# Modified top cap



## Yusuf Cape Vaper (22/10/14)

After getting tired of removing the ever so tight top cap on the stillare rda, and a few innovating skills coupled with Hein's (don't know his forum name) advice, I decided to hunt for a copper pipe fitting at a hardware store. A few stores never had them, so I actually had to hunt for the perfect fit. Here are some pics 






The top part of the pipe serves as a chuff enough wide bore drip hole. I won't call it a tip coz this thing is toooo damn huge. 
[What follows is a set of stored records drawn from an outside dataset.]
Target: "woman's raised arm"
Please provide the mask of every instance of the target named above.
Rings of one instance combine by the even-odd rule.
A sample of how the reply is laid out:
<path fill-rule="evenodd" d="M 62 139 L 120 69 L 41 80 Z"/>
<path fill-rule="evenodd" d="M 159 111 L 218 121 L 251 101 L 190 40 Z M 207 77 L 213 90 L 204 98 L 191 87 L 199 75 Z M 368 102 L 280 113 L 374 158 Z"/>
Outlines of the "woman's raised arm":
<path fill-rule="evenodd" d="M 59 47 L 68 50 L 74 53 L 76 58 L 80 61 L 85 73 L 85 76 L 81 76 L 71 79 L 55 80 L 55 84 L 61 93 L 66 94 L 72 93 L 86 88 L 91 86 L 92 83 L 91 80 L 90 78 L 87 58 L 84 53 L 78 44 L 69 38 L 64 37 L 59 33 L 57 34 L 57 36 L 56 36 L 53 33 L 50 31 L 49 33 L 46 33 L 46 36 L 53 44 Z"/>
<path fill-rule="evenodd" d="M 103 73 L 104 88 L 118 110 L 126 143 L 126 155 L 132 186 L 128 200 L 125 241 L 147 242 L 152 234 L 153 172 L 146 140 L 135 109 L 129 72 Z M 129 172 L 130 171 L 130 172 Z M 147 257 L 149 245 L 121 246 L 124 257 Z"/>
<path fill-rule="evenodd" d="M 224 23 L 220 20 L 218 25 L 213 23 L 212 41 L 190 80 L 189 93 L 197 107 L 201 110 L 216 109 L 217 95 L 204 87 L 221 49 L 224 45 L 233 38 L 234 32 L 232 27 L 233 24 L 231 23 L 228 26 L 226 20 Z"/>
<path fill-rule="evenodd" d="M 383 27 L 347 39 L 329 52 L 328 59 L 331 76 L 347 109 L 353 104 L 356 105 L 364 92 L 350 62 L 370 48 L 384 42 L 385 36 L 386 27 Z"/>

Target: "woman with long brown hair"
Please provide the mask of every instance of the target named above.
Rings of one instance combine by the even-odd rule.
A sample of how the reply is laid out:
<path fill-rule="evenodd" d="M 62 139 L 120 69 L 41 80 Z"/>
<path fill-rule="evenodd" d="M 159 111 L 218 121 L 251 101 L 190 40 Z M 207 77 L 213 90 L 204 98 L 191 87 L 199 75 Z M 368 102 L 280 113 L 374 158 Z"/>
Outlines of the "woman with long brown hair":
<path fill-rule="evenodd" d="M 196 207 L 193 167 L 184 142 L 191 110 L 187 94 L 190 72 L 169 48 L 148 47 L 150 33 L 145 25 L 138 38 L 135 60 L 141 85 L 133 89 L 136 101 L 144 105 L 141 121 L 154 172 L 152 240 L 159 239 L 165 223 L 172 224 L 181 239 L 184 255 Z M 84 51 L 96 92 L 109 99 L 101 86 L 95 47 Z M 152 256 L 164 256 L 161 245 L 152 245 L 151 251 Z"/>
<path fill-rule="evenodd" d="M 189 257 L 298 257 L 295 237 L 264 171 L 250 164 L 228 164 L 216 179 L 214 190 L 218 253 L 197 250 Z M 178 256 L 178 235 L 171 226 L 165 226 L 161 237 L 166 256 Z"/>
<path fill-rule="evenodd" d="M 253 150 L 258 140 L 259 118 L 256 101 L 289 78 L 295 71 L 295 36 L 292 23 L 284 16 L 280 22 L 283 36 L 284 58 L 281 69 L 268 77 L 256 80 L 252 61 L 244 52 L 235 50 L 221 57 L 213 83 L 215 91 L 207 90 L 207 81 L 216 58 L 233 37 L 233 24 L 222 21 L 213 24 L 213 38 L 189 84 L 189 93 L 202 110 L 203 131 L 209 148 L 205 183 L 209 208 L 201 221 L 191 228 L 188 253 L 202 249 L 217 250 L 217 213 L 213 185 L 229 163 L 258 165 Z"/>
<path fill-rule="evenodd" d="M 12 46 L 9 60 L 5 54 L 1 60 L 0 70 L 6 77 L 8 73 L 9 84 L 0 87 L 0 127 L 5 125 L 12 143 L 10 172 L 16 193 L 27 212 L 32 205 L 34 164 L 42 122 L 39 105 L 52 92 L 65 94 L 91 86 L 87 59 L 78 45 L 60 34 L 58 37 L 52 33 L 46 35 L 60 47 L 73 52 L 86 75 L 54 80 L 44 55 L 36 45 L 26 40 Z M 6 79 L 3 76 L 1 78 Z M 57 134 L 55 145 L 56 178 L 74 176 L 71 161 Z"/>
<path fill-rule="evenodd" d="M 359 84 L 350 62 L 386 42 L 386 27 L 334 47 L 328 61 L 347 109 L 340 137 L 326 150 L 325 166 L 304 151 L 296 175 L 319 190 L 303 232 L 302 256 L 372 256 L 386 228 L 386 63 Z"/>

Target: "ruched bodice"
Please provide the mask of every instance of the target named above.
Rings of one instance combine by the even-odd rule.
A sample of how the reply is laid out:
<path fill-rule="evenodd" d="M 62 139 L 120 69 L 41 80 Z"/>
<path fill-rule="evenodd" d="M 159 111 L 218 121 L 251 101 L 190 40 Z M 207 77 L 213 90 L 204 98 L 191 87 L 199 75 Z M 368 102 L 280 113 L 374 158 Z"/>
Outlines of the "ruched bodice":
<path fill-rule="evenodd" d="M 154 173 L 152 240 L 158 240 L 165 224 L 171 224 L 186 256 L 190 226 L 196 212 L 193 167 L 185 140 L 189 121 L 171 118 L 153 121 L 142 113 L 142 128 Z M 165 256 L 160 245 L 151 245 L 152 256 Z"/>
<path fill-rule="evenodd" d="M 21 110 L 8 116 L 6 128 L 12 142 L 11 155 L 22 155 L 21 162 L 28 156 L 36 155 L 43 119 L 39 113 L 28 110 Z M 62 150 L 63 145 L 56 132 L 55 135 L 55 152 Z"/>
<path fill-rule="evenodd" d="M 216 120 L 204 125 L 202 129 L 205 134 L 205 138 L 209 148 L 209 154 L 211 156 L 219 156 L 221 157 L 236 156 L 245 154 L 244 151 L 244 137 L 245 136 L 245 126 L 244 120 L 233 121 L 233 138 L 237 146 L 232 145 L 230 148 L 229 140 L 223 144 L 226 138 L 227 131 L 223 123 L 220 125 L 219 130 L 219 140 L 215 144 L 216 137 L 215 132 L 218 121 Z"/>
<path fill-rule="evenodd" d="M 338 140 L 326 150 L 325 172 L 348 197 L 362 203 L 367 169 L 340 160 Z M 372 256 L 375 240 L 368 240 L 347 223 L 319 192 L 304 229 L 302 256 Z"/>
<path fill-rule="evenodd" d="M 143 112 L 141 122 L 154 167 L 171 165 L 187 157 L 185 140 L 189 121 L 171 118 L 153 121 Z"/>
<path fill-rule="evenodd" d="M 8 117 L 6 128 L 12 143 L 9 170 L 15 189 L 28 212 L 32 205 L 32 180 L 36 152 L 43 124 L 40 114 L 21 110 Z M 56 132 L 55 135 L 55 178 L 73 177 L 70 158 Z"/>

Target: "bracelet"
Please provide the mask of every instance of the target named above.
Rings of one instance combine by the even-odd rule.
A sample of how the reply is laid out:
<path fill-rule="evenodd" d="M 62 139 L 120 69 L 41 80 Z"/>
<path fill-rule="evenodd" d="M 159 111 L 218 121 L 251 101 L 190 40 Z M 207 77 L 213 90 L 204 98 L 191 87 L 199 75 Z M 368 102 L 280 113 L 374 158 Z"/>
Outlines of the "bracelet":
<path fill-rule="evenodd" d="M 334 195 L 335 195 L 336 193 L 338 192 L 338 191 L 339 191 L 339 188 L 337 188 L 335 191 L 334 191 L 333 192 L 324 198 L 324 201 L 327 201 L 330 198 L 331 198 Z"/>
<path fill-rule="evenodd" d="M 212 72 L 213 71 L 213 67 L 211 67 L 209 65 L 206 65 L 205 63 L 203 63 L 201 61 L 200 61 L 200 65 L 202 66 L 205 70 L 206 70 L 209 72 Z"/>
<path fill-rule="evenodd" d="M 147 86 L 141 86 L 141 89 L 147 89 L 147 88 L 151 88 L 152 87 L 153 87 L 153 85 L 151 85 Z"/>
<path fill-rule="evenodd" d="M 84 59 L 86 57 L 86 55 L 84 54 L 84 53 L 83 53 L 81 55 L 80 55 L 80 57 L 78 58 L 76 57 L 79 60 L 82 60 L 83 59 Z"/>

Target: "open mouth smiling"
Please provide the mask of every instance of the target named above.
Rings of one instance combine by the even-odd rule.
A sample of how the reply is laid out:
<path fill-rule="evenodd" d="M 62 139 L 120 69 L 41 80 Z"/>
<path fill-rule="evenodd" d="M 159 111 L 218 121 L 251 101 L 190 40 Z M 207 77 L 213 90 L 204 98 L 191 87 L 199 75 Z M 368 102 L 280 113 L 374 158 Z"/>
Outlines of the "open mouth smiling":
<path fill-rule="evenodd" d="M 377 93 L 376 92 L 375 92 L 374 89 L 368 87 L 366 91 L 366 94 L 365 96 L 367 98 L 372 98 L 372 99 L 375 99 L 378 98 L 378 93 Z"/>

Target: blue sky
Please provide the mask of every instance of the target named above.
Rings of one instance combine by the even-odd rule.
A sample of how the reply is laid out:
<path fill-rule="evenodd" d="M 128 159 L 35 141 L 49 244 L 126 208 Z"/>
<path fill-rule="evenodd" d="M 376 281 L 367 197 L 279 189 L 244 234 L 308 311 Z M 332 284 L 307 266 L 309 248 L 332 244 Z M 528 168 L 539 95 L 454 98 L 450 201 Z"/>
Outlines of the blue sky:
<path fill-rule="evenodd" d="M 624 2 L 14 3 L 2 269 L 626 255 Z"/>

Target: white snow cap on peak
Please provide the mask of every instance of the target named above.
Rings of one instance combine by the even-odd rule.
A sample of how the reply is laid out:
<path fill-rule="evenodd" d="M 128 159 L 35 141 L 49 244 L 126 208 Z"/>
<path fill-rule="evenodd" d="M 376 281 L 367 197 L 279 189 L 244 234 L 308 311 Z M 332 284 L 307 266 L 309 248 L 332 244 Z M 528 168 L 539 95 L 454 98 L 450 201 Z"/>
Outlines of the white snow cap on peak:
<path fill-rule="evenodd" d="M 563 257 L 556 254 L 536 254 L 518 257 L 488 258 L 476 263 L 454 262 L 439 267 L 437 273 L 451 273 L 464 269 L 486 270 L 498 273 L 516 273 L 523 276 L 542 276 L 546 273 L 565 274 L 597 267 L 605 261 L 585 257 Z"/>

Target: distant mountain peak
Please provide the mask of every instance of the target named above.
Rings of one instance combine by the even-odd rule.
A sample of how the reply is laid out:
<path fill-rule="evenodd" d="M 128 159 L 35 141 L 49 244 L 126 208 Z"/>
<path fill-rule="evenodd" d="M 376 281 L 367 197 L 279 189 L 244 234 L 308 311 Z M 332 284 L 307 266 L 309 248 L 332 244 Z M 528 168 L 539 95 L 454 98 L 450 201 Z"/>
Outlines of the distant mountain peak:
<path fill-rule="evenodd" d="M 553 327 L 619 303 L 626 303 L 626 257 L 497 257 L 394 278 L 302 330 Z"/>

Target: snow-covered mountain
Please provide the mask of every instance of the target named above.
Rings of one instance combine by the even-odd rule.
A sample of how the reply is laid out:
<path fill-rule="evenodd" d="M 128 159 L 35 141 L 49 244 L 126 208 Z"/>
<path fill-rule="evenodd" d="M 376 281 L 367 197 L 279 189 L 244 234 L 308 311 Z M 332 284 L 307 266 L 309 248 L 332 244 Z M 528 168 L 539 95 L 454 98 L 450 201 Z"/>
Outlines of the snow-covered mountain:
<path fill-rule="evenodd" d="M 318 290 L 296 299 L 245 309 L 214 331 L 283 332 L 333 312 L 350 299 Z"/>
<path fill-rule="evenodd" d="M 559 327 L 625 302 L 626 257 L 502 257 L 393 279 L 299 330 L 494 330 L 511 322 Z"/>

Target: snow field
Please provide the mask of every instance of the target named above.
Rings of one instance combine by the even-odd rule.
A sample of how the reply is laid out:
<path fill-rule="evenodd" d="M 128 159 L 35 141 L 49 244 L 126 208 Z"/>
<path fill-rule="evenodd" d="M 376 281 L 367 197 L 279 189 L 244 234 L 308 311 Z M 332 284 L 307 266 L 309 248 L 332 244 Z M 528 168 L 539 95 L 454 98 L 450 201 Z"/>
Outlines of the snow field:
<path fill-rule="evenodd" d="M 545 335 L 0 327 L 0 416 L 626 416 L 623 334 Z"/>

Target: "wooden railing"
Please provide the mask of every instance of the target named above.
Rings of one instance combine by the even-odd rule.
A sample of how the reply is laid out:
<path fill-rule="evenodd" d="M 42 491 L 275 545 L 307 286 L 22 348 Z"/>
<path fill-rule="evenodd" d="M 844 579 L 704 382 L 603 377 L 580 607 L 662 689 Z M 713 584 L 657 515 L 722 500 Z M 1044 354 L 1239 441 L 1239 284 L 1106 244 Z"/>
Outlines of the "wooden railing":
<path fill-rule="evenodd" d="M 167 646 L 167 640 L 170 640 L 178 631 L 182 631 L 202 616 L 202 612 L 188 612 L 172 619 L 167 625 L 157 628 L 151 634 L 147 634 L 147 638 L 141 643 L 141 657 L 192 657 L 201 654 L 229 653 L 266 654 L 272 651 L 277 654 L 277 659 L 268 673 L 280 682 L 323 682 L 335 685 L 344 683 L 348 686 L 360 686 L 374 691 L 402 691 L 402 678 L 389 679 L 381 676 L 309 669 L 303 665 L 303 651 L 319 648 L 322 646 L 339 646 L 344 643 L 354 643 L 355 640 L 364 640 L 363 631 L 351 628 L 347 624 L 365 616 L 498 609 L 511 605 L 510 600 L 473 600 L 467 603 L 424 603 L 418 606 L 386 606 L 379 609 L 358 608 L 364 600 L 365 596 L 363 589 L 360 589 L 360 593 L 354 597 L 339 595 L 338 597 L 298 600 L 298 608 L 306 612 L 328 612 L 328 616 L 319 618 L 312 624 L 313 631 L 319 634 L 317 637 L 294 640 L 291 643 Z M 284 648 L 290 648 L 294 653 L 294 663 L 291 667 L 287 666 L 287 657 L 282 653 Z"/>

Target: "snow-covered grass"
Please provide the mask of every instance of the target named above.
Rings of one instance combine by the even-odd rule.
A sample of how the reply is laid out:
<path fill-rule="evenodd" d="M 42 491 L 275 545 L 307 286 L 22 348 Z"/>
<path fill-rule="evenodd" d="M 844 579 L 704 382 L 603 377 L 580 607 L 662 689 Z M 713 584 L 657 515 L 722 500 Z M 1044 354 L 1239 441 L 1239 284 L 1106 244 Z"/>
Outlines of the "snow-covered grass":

I then drilled that vaping mother chucker out with a 3.5mm drill bit, and stretched the air hole a bit more by going in circular motions. It's really untidy, but this one just serves as an experiment. I will drill my next one out with a drill press, in 6 diagonal holes. 






After finding the drip hole to be too big, I sought a hard plastic fitting McGyver that is used in geysers (it does not get hot, believe me I chain vaped this baby for hours) and luckily, it's wide enough to drop through there too. 






Just another picture to show how damn wide that drip hole is. I can even play around with my wick as I drip lol. 

Last point. I used the same build with my stock stillare top cap opened up fully, and the vapor was impressive, but meh, not Cloud Chasers Incorporated worthy. Now, with this top cap, the vapor production tripled, and the once hot-as-hell Vape, became a cool and smooth Vape. Really loving it. Cloud comps, come at me bro. I am waiting. Lol

Reactions: Like 3 | Winner 2


----------



## Xhale (22/10/14)

very clever thinking there form you and hein


----------



## 2 Angry Wolves (22/10/14)

McGywer!


----------